José Jacinto Milanés y Fuentes (born August 16, 1814 Matanzas Cuba – November 14, 1863), a self-educated and from humble origins, was a poet, linguist and writer who has been acclaimed as one of the best exponents of Cuban literature with the publication of his magnum opus El Conde Alarcos (1838) (The Count Alarcos). Milanés is also considered the best playwright of Cuba. Some of his other works include El poeta en la Corte, Por el puente o por el río, and A buena hambre no hay pan duro.

== Life ==

José Jacinto Milanés was born into a poor family. His mother's name was Rita Fuentes, and his father was Álvaro Milanés, a peasant at the Real Hacienda.
From an early age, during his elementary school years, José Jacinto Milanés showed an impressive talent in literature. His father, despite the poor means of living, presented him with a gift, which was a book titled El tesoro del parnaso Español (The Treasure of the Spanish Parnassus), a compilation of poems authored by the poet Manuel José Quintana. Milanés's brother said upon remembering the event that: "He received the gift with tears of happiness" From that moment forward, Milanés devoted himself to read many works of classic literature and poetry. Among the authors he read copiously were such figures as Lope de Vega and Calderón de la Barca. When he was twelve years of age, Milanés was reading in both English and French languages, and he started taking Latin language classes with Professor Guerra Betancourt.
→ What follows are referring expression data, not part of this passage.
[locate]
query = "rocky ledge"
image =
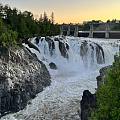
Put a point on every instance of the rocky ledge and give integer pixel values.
(22, 76)
(88, 102)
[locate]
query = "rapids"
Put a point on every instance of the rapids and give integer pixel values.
(78, 61)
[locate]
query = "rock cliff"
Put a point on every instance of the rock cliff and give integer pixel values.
(22, 76)
(88, 102)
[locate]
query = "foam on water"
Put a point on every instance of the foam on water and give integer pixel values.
(60, 101)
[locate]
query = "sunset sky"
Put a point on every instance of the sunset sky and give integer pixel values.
(74, 11)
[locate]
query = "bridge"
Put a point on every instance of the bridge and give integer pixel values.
(103, 30)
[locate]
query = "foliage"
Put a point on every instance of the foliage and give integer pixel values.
(108, 96)
(15, 24)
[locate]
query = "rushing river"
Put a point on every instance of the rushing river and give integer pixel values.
(78, 61)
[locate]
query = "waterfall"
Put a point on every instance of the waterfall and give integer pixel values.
(78, 61)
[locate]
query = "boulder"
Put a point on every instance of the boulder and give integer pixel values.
(87, 103)
(22, 76)
(53, 65)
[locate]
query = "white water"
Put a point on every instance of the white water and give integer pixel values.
(60, 101)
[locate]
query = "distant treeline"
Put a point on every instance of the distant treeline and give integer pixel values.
(16, 25)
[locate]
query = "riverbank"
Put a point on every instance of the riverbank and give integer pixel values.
(22, 76)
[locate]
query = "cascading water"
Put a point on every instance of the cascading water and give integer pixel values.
(78, 61)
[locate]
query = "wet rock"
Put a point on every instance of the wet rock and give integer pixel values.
(53, 65)
(21, 78)
(51, 45)
(84, 49)
(67, 46)
(37, 40)
(26, 41)
(101, 77)
(87, 103)
(63, 50)
(100, 54)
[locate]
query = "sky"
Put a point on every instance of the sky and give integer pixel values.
(70, 11)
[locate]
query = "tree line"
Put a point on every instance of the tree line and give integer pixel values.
(16, 25)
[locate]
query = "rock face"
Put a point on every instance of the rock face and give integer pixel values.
(101, 77)
(53, 66)
(22, 76)
(63, 49)
(88, 102)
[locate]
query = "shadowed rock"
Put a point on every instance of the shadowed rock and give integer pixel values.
(63, 49)
(84, 49)
(26, 41)
(100, 54)
(26, 77)
(51, 45)
(87, 103)
(53, 65)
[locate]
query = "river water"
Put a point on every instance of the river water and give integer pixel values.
(61, 100)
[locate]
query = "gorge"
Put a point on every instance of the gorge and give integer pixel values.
(76, 61)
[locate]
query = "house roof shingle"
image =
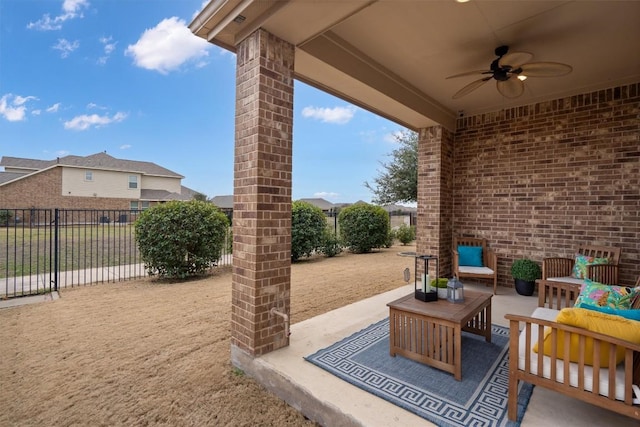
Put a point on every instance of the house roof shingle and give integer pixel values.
(94, 161)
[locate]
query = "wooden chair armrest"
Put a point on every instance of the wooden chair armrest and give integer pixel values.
(603, 273)
(557, 295)
(557, 267)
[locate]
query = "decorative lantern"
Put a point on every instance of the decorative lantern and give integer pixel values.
(427, 293)
(455, 291)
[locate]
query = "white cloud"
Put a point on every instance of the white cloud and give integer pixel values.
(109, 47)
(54, 108)
(13, 108)
(167, 46)
(326, 195)
(338, 115)
(93, 105)
(66, 47)
(86, 121)
(71, 9)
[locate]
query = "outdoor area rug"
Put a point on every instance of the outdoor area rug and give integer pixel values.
(480, 399)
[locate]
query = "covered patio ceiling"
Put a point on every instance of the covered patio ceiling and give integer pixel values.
(393, 57)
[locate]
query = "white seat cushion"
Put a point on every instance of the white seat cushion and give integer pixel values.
(475, 270)
(567, 279)
(550, 314)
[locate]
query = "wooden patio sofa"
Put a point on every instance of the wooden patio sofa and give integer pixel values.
(560, 268)
(612, 389)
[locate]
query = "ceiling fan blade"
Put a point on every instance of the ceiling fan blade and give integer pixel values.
(470, 73)
(471, 87)
(511, 88)
(515, 59)
(545, 69)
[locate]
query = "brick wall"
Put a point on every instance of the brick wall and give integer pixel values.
(538, 180)
(44, 191)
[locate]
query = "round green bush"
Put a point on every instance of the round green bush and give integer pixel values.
(308, 223)
(363, 227)
(180, 239)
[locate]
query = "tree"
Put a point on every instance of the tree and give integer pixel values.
(398, 182)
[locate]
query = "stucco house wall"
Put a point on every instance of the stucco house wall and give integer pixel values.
(537, 180)
(110, 184)
(28, 192)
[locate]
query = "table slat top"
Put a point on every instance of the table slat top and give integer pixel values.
(442, 309)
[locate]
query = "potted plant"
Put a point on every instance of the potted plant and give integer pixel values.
(441, 285)
(525, 272)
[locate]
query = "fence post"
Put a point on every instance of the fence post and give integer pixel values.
(56, 260)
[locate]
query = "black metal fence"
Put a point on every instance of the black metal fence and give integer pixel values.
(43, 250)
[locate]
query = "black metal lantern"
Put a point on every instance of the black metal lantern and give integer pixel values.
(425, 292)
(455, 290)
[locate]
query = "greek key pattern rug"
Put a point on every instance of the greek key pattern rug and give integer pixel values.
(480, 399)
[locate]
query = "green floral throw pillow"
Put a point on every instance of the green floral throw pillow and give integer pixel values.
(597, 294)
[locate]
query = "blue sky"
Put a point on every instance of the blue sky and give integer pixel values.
(78, 77)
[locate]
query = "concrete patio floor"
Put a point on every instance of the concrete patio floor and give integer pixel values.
(333, 402)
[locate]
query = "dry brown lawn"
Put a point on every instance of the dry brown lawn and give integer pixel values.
(147, 353)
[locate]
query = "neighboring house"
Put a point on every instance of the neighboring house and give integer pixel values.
(98, 181)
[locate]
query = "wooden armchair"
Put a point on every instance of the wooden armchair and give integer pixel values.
(489, 261)
(561, 268)
(608, 388)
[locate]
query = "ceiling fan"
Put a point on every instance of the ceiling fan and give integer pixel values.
(510, 70)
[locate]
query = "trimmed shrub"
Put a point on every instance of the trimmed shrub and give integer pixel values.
(406, 234)
(363, 227)
(330, 244)
(181, 239)
(307, 229)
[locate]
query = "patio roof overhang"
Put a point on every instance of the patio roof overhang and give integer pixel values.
(393, 57)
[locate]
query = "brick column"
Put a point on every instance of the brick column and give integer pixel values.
(435, 195)
(262, 193)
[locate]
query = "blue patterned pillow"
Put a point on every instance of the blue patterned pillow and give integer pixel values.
(470, 256)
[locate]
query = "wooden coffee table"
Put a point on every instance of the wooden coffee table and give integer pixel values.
(430, 332)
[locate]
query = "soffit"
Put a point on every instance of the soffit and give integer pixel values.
(393, 57)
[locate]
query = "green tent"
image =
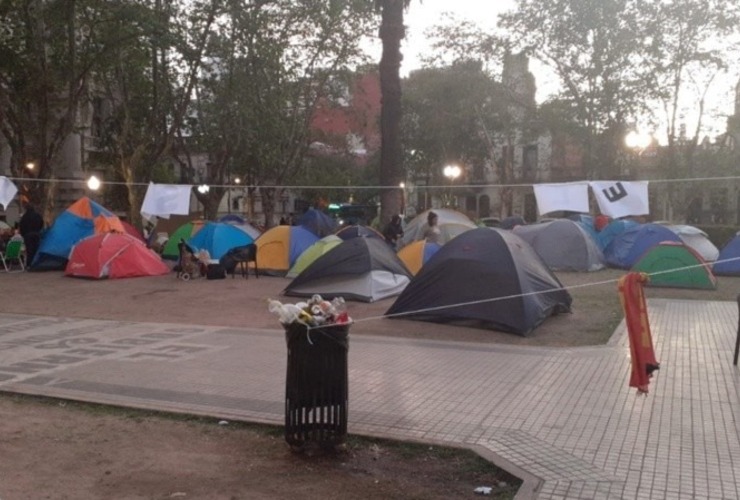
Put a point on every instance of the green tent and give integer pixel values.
(185, 232)
(676, 265)
(312, 253)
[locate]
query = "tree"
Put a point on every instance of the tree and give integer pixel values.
(148, 85)
(453, 114)
(265, 74)
(48, 52)
(392, 31)
(596, 48)
(688, 49)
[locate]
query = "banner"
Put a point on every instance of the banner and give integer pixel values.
(572, 196)
(7, 191)
(621, 198)
(163, 200)
(632, 297)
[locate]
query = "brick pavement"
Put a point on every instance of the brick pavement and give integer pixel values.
(563, 419)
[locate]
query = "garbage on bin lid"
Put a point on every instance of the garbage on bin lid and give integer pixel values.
(315, 312)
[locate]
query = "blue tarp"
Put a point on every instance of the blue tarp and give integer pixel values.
(317, 222)
(626, 248)
(218, 238)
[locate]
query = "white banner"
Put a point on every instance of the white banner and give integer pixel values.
(7, 191)
(163, 200)
(621, 198)
(572, 196)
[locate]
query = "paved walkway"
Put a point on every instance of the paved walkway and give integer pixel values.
(564, 419)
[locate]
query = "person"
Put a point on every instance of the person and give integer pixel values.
(431, 231)
(30, 227)
(393, 231)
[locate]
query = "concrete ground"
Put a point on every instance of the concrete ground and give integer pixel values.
(563, 419)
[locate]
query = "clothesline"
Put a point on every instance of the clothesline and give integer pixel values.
(354, 188)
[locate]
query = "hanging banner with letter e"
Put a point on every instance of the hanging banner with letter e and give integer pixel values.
(621, 198)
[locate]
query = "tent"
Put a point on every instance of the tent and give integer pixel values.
(184, 232)
(512, 221)
(677, 265)
(132, 231)
(463, 280)
(317, 222)
(218, 238)
(728, 262)
(358, 230)
(563, 244)
(451, 223)
(608, 233)
(696, 239)
(626, 249)
(232, 218)
(278, 248)
(113, 255)
(248, 228)
(363, 269)
(81, 219)
(416, 254)
(312, 253)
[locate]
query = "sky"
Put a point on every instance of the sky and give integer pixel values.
(423, 14)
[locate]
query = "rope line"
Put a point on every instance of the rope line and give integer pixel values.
(509, 297)
(416, 186)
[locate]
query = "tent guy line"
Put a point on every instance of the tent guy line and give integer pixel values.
(516, 296)
(283, 186)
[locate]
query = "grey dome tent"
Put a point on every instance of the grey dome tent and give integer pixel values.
(470, 272)
(363, 269)
(563, 245)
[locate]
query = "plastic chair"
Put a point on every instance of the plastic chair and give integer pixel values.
(13, 254)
Milanés mastered the Latin language in such a way, that whenever Betancourt needed to travel outside Matanzas, he would appoint his apprentice José Jacinto Milanés to be in charge of the entire class.

Milanés started working since a young age, first as a clerk while living in Matanzas, and later as a blacksmith's helper in Havana. He stayed there in Havana until 1833, and returned later to Matanzas. Once he was back in Matanzas, he meets Domingo del Monte, known for being a Literature critic and writer, who tends a helping hand to Milanés by loaning books to him, and inviting him to participate in discussion groups where he could meet other writers. Shortly after, through the friendship with Domingo del Monte and the influence that Del Monte exerted in the city, Milanés was able to start working at a railway station as a secretary. A job position which would allow him to improve his living conditions considerably. He died 1863 and is interred in the Necropolis San Carlos Borromeo, Matanzas.
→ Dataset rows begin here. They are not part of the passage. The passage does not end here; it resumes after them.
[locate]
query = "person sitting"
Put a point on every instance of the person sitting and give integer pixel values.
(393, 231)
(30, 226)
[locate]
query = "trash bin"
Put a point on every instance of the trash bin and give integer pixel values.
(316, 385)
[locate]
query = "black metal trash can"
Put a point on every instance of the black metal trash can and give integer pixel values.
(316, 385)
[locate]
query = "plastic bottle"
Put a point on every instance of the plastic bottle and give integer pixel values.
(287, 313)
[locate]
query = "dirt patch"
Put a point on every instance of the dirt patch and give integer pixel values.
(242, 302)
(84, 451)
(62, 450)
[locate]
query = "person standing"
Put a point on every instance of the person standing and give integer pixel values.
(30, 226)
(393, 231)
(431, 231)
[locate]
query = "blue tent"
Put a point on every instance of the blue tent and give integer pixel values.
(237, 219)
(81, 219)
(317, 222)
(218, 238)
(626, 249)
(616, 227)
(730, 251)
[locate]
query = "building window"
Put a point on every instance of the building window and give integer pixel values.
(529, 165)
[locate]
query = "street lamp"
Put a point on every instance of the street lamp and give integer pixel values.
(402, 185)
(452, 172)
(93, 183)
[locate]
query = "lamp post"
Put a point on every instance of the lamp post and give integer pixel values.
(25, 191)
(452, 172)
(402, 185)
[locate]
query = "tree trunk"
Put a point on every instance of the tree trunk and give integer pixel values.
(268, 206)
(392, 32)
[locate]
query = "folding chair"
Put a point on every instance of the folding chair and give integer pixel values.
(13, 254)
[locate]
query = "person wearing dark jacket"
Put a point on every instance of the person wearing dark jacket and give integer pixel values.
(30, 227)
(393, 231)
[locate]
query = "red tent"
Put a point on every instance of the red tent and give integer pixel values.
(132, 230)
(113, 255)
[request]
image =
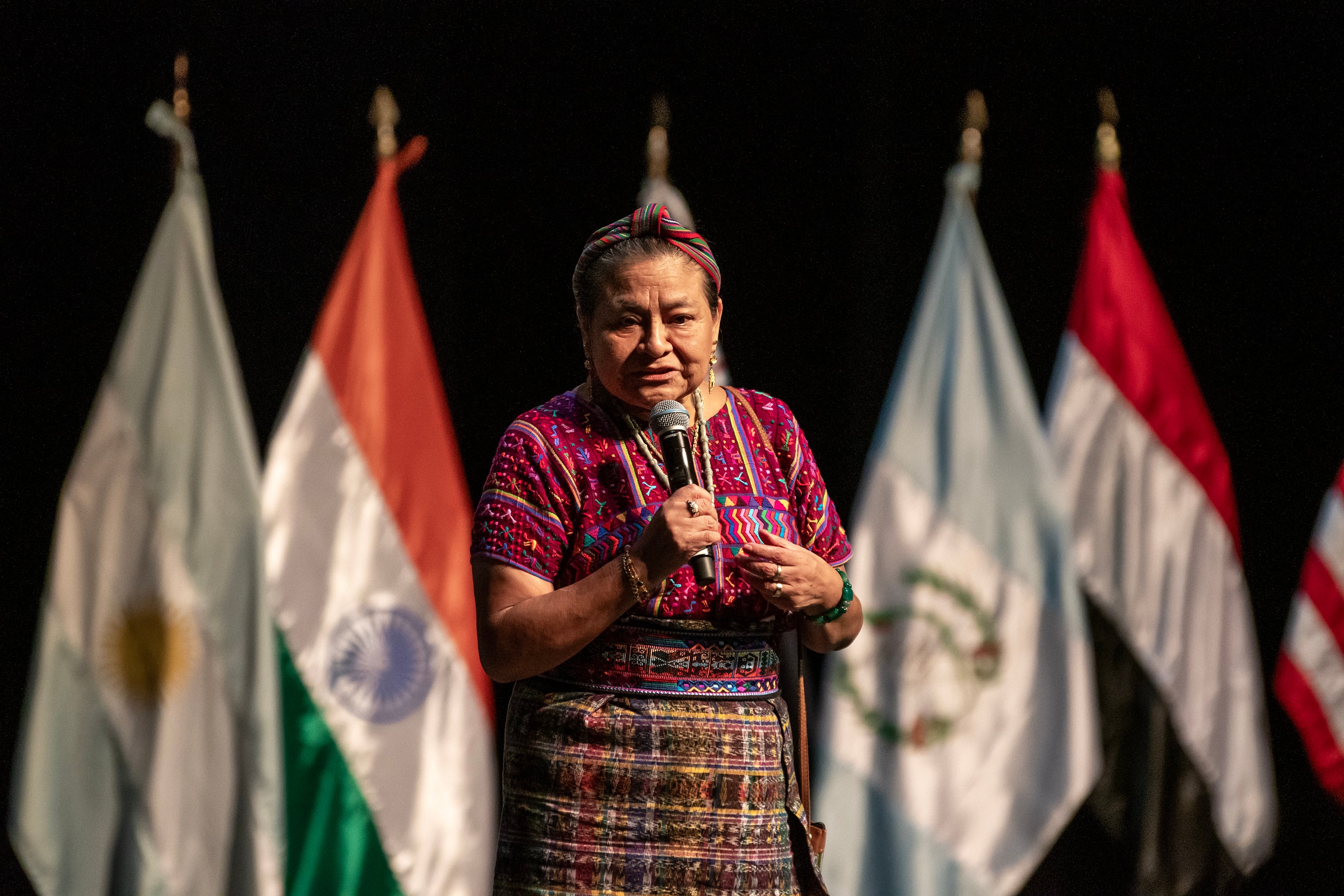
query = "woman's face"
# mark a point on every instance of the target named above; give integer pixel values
(652, 334)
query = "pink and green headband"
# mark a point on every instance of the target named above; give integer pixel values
(650, 221)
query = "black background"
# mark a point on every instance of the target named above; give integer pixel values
(811, 144)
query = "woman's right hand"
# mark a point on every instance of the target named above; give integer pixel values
(672, 536)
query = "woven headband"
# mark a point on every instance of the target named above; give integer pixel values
(650, 221)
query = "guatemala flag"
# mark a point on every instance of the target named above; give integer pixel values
(961, 730)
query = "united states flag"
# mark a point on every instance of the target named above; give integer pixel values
(1310, 680)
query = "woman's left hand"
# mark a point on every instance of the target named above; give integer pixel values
(789, 575)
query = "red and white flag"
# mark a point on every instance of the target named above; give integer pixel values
(1155, 521)
(389, 718)
(1310, 680)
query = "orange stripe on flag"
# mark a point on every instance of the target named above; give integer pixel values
(379, 361)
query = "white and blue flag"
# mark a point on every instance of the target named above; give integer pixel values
(961, 727)
(150, 759)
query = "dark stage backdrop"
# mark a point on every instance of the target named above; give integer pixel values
(811, 144)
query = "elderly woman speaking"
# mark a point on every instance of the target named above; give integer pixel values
(647, 749)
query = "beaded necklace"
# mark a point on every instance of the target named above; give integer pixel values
(702, 437)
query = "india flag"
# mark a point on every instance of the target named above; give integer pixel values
(389, 718)
(961, 726)
(150, 754)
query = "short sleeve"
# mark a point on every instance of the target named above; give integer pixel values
(523, 517)
(818, 519)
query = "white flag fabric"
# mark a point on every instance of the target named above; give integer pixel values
(367, 519)
(961, 727)
(150, 754)
(1150, 489)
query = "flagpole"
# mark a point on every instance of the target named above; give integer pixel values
(383, 116)
(975, 121)
(1108, 147)
(181, 103)
(658, 144)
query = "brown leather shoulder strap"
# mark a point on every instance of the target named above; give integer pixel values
(746, 405)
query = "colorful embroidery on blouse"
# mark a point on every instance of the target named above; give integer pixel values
(566, 493)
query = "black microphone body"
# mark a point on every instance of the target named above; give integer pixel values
(676, 458)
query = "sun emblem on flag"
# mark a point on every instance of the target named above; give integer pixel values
(150, 648)
(949, 652)
(382, 664)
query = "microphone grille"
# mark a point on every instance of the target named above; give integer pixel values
(668, 416)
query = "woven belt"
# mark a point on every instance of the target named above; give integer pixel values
(675, 663)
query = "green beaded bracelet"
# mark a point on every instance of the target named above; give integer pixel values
(836, 612)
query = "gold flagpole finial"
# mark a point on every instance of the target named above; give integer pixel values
(385, 115)
(181, 104)
(975, 120)
(658, 144)
(1108, 147)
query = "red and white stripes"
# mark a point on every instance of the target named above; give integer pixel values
(1310, 680)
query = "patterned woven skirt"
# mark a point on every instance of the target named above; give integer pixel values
(619, 794)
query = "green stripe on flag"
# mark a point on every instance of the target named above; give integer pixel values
(334, 845)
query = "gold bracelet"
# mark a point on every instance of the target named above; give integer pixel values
(632, 578)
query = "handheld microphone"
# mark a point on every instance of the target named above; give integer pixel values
(670, 422)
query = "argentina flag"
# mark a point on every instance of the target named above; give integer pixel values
(961, 727)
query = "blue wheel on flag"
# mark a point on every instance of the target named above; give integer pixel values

A few years later, in 1837, Milanés 's first poems were published in Havana by Ramón de Palma and José Antonio Echevarría in the Aguinaldo Habanero, a literary magazine. Milanés 's writings received an immediate and undivided attention from critics and the public nationwide. The popularity of his first poems, and the warm reception which it received, made other magazines in Matanzas like El álbum, El plantel in the year 1838, and the Yumurí, publish the poems right after.
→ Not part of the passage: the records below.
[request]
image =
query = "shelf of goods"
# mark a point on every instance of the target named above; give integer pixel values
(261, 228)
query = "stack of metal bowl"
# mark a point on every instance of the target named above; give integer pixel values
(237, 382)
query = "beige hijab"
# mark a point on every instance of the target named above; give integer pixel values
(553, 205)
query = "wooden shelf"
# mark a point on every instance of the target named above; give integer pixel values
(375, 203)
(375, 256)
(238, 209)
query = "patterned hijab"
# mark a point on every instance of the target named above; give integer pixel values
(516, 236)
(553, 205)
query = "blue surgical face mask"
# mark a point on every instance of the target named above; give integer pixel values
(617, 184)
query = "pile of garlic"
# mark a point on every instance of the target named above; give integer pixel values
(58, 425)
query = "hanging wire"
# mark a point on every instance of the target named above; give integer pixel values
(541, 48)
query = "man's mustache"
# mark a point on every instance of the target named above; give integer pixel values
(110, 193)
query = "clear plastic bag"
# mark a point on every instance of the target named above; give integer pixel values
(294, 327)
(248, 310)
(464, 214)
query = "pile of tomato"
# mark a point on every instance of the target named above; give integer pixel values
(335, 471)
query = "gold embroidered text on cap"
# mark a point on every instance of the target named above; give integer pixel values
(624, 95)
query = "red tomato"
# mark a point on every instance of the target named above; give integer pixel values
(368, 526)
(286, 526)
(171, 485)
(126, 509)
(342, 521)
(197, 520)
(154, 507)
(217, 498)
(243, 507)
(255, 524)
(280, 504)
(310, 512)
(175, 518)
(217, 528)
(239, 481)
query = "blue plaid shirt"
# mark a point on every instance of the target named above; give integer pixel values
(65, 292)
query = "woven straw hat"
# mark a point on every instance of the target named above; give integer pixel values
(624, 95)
In 1838 the autodidactic skills he was endowed with, along with the studies that later fomented his literary career, paid off tremendously. His masterpiece "El Conde Alarcos" was published that same year. In the words of his longtime friend but literary critic nonetheless, Domingo del Monte, who was quoted saying after the publication of the book, that it was "the first writing in Cuba by a Cuban… in which genius is discovered."("el primer escrito en Cuba por un Cubano… en que se descubre ingenio").